Para isso criamos a “Pousada do Cônego”

Você já visualizou um lindo lugar com vaquinhas pastando, porquinhos fazendo honk... honk... crianças alegres e ruidosas jogando totó, longos passeios de charrete, lago com pedalinho, quadra poliesportiva, sala de jogos e um enorme salão para o buffet self-service com 54 tipos de comida. Pois nós não temos nada disso. Porque é de um lugar assim que você volta ainda mais estressado.
Ao criar a “Pousada do Cônego”, no verdejante vale que antecede o pico da Caledônia, palco de ricas experiências, queremos lhe proporcionar um lugar que lhe permita retomar o contato com a natureza, reeducar seus hábitos alimentares e refazer as energias físicas e mentais para a sua volta ao trabalho.
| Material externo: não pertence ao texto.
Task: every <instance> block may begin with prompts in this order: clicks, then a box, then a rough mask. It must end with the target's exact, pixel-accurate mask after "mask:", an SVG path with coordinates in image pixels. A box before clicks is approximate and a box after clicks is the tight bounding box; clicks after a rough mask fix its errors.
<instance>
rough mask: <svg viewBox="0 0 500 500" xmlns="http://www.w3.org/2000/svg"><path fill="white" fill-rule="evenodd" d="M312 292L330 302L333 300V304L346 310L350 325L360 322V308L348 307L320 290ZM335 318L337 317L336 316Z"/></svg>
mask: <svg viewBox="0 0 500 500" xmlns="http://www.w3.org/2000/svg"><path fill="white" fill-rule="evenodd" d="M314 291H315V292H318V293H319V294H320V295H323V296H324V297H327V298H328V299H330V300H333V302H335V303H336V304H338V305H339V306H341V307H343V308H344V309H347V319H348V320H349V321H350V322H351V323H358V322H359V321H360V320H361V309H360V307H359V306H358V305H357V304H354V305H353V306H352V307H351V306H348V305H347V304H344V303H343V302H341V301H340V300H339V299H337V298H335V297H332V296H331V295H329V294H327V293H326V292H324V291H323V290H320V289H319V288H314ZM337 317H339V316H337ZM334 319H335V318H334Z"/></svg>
Este é um lugar diferente. Para começar, você não precisa acordar às seis horas da manhã para assistir a ordenha das vacas. Nós não temos vacas. Você pode acordar à hora que quiser, tomar café à hora que quiser e ficar na cama ouvindo o canto dos pássaros.
Nós não temos charrete, nem passeio a cavalo. Nós preferimos caminhar com nossas próprias pernas para exercitar o corpo e a mente.
Nós não temos quadra poliesportiva. Nós pisamos na grama descalços para restaurar o contato com a terra perdido há anos, colhemos ervas aromáticas em nossa horta, conversamos e rimos o tempo todo, um riso espontâneo e sadio, resgatando um relacionamento humano já esquecido.
Nós não temos salão de jogos com sinuca, totó e ping-pong para você passar o tempo depois do almoço. Depois do almoço nós nos reunimos para um bate papo agradável, com troca de experiências ou simplesmente tiramos um bom e restaurador cochilo embalados pelo canto dos sabiás.
Nós não temos self service com 54 tipos de comida ao qual você chega, disciplinadamente, em fila, torcendo para que as bandejas não se esgotem antes de você chegar lá e, lá chegando, comer o máximo que pode, estragando sua saúde, só para justificar o seu investimento. Nós lhe oferecemos um cardápio perfeitamente ajustado às suas necessidades, servido sobre toalhas brancas de puro algodão e com luz abundante para que você possa ver e degustar com tranqüilidade o que está comendo.
Nós não temos shows de música ao vivo. Para você ter uma idéia nós não temos nem televisão nos quartos! Depois do jantar nós nos sentamos em volta da lareira para degustar um bom vinho ou projetamos um filme com um tema instigante, que será sucedido por um debate, visando melhorar o nosso comportamento diante dos conflitos quotidianos.
Aqui, sim, você vai descansar de verdade. Bom fim de semana para todos.”